A New Porters Community Narrative Engages and Empowers the Neighborhood

Porters neighborhood residents and stakeholders have created a new narrative, which is an innovative tool to communicate what makes the neighborhood special and should be protected in the face of development pressures. The “Porters Community,” as it is often called, is a historically African American neighborhood located in Gainesville between downtown and the University of Florida. The Porters narrative consists of four themes, which speak to the neighborhood’s past, present and future. The themes explain that Porters is…home, engaged and inclusive, resilient and opportunity. The narrative is accompanied by graphics for each theme, and several central icons – a heart, a front porch and a tree.

The neighborhood narrative resulted from a 15-month engagement process, which was led by a nine-member steering committee of Porters residents and stakeholders, including Gigi Simmons, who was elected to the City Commission last May. Planning experts in the UF Department of Urban and Regional Planning initiated and facilitated the process, as one of seven projects funded through the inaugural UF-Gainesville Research Awards grant in May 2017. According to Simmons, “creating a narrative for our community was essential as we face the many pressures that surround our neighborhood. In doing so, we are able to articulate our concerns, educate our residents and help to create viable solutions that everyone can partake in.”

Steering committee member and resident Angela Wright summed up the Porters narrative as “Home is where the heart is.” The neighborhood narrative was unveiled to the public on August 11 at the 7th Annual Porters Summer Block Party. Children and adults learned about the narrative through crafts and games representing each theme, and they received mementos bearing the narrative graphics. A special memento was an original picture book that told the story of the Porters neighborhood through a conversation between a granddaughter and her grandparents, which connected to an activity to paint wooden hearts for display.

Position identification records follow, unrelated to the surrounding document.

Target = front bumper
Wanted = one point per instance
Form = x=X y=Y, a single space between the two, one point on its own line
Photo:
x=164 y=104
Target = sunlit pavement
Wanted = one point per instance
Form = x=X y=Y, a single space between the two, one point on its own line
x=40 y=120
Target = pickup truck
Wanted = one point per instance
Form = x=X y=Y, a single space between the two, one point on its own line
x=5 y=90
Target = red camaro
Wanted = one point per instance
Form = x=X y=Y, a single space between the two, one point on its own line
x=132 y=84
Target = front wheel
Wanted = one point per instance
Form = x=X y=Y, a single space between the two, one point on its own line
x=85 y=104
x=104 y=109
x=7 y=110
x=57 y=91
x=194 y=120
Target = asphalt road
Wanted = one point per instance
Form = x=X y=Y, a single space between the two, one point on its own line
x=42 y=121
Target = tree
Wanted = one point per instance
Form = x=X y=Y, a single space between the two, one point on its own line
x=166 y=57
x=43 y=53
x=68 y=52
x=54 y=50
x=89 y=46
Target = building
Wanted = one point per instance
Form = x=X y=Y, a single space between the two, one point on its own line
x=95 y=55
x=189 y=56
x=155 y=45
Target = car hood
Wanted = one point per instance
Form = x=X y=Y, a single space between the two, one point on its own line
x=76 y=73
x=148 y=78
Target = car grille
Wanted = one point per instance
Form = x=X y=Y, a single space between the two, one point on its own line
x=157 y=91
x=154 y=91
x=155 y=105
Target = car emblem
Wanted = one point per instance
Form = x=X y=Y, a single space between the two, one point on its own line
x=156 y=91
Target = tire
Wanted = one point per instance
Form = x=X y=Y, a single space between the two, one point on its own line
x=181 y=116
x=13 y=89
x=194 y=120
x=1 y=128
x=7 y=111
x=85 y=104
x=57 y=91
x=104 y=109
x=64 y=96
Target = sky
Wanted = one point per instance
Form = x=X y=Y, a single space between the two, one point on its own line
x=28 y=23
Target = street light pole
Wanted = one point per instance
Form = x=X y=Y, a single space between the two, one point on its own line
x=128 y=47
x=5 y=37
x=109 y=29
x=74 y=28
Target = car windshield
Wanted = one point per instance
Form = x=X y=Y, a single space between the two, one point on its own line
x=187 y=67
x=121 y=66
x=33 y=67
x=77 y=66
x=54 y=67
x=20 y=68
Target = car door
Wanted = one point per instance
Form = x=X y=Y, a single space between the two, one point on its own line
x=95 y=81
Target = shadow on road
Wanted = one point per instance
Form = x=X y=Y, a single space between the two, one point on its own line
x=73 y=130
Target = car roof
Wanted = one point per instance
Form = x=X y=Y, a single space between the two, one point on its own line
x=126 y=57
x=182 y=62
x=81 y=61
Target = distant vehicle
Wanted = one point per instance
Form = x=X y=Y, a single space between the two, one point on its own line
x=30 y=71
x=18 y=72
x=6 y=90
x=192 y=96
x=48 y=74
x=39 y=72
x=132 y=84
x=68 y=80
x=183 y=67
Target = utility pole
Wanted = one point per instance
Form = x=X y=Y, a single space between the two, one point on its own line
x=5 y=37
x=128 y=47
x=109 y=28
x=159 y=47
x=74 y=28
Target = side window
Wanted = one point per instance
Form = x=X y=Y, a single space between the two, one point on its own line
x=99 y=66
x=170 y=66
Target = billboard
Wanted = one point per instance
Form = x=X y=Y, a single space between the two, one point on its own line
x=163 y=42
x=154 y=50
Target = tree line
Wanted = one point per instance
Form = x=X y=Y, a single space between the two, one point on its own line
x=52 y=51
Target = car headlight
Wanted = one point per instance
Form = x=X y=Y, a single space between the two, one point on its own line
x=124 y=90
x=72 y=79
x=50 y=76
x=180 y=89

Now that the narrative is complete and documented in a 174-page report, Porters residents and stakeholders will share it with the city, university and non-profits to shape policies and programs in support of the narrative. Also, the process of creating the narrative may serve as a model for other neighborhoods. The Porters narrative report, graphics and book are available from Dr. Kathryn Frank, Associate Professor and Director of the Florida Center for Innovative Communities at UF.